The maid brought him a yellow cashmere shawl. He returned to Monika, who was sitting on a tree stump with Pierre at her feet. Walter gave her the shawl and she put it around her shoulders. The color suited her, making her eyes gleam and her skin glow.

She had a strange look on her face, and she handed him his wallet. "This must have fallen out of your coat," she said.

"Oh, thank you." He returned it to the inside pocket of the coat that he still had slung over his shoulder.

She said: "Let's go back to the house."

"As you wish."

Her mood had changed. Perhaps she had simply decided to give up on him. Or had something else happened?
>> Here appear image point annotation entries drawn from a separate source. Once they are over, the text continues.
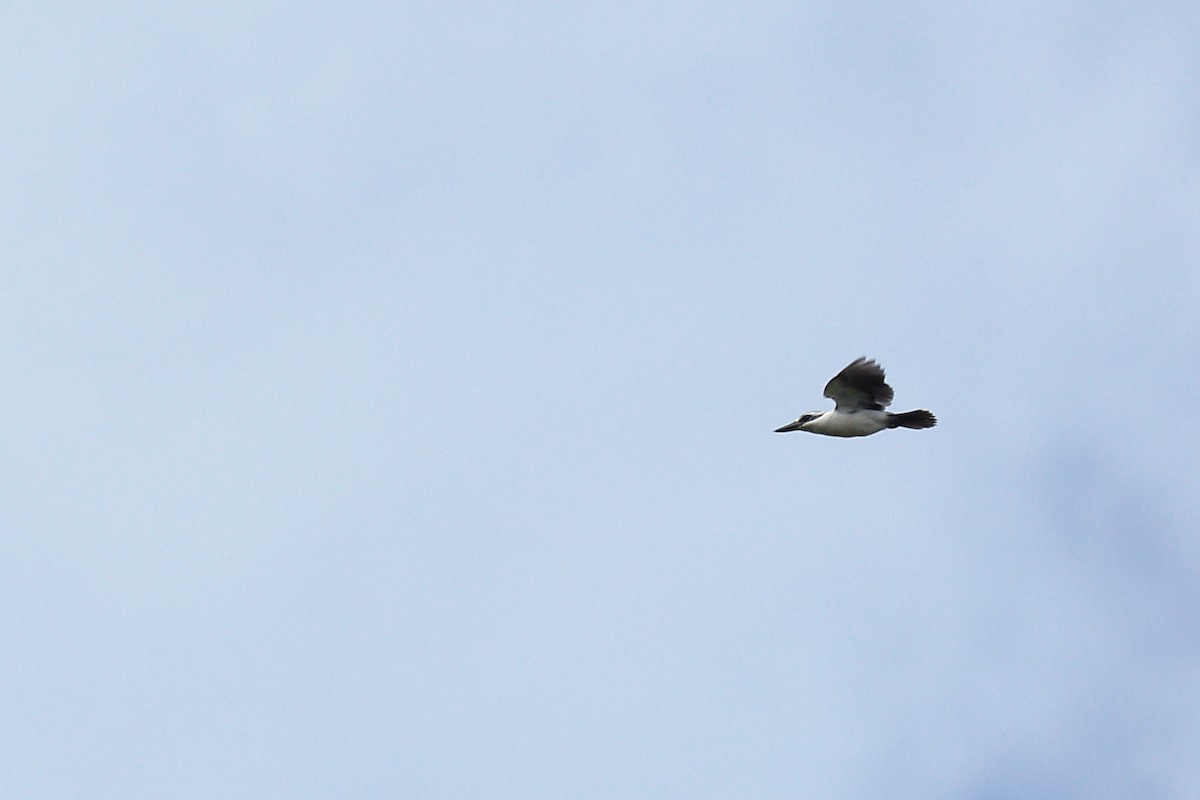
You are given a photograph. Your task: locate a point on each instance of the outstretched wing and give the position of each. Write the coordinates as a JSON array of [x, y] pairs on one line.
[[859, 386]]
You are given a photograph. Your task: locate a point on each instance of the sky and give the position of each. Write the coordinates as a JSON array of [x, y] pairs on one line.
[[390, 391]]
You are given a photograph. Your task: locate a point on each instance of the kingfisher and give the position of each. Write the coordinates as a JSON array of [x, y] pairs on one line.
[[862, 396]]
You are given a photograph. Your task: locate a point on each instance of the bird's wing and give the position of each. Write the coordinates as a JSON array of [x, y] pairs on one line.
[[859, 386]]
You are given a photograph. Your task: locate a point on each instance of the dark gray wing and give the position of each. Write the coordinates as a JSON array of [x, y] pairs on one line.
[[859, 386]]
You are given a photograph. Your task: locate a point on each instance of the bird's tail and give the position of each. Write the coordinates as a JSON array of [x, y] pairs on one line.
[[919, 419]]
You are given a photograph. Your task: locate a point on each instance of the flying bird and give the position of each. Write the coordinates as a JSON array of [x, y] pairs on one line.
[[861, 395]]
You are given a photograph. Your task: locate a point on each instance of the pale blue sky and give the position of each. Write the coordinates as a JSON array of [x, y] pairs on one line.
[[390, 391]]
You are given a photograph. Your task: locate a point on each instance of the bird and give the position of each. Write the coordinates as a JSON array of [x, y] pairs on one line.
[[862, 396]]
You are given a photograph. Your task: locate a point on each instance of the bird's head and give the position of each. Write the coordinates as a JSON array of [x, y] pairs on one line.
[[798, 425]]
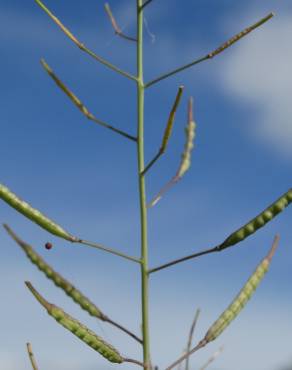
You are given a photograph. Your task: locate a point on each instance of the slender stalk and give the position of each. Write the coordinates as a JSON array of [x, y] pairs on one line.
[[77, 102], [81, 45], [212, 358], [115, 25], [109, 250], [179, 260], [147, 2], [167, 131], [31, 356], [186, 355], [190, 339], [142, 190], [212, 54], [125, 330]]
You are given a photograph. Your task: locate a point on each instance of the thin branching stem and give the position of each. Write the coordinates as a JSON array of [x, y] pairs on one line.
[[147, 2], [142, 190], [109, 250], [134, 361], [31, 356], [77, 102], [122, 328], [212, 358], [81, 45], [191, 335], [200, 345], [151, 163], [115, 25], [182, 259], [167, 131], [212, 54]]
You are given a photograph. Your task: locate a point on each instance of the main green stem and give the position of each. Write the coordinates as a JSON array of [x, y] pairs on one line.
[[142, 191]]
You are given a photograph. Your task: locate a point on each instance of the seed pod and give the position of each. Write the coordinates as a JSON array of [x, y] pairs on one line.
[[65, 89], [58, 280], [170, 121], [239, 36], [79, 330], [185, 158], [241, 299], [189, 145], [259, 221], [33, 214]]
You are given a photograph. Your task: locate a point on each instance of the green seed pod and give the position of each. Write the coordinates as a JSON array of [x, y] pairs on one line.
[[239, 36], [78, 329], [58, 280], [189, 145], [65, 89], [259, 221], [170, 121], [33, 214], [241, 299]]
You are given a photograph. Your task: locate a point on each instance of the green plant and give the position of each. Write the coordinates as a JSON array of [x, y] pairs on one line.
[[13, 200]]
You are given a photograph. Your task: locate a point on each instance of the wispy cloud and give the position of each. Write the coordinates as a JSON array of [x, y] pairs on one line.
[[258, 73]]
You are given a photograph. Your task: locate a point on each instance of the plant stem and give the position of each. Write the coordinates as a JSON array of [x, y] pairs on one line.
[[109, 250], [142, 191], [31, 356], [122, 328]]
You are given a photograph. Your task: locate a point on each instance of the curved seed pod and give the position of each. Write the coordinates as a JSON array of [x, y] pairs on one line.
[[58, 280], [189, 145], [185, 158], [170, 121], [79, 330], [65, 89], [33, 214], [239, 36], [259, 221], [241, 299]]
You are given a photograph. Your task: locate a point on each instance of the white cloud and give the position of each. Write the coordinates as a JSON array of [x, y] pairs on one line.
[[258, 72]]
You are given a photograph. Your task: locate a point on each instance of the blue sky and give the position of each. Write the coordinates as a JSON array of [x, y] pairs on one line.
[[84, 177]]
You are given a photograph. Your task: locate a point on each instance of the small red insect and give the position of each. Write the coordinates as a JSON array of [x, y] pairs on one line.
[[48, 245]]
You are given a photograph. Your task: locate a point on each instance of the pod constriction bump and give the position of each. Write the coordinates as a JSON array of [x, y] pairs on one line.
[[33, 214], [259, 221], [58, 280], [79, 330], [241, 299]]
He was struck by a frightening thought. Had his wallet really fallen out of his coat? Or had she taken it, like a pickpocket, when she brushed that unlikely bee off his shoulder? "Monika," he said, and he stopped and turned to face her. "Did you look inside my wallet?"

"You said you had no secrets," she said, and she blushed bright red.

She must have seen the newspaper clipping he carried: Lady Maud Fitzherbert is always dressed in the latest fashion. "That was most ill-mannered of you," he said angrily. He was mainly angry with himself. He should not have kept the incriminating photo. If Monika could figure out its significance, so could others. Then he would be disgraced and drummed out of the army. He might be accused of treason and jailed or even shot.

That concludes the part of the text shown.